Regex a wine directory in bash

Question

I am writing a small shell script that launches a program in my wine directory. My challenge is that I have installed this on multiple machines, some with 64 and some with 32 bit, some with English and some with Norwegian locals.

the name of the program files directory in $HOME/.wine/drive_c can thus change from Program Files, Program Files (x86), programfiler etc..

The bash line I have so far is this:

(cd $HOME/.wine/drive_c/[Pp]rogram*/... ; wine ...)

However, the [Pp]rogram* line does not work, does anyone have a good suggestion?

Answer 1

That should work just fine, but since you will have both Program Files and Program Files (x86) on 64 bit installations this will always expand to Program Files which might be wrong in your case.

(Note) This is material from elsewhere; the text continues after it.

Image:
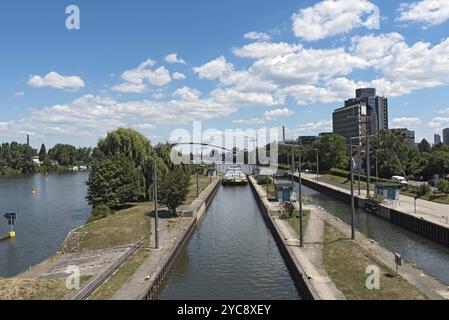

I would use the following to dynamically determine the correct path:

look_for='My Program/myprogram.exe'
for dir in "$HOME"/.wine/drive_c/[Pp]rogram*[Ff]*/; do
    if [ -e "${dir}${look_for}" ]; then
        cd "${dir}"
        wine [...]
        exit $?
    fi
done

This loops over all possible "program files" directories and checks if the file/directory specified in $look_for exists underneath it. If it does, it takes the directory component of $look_for, cds into it and runs wine from there.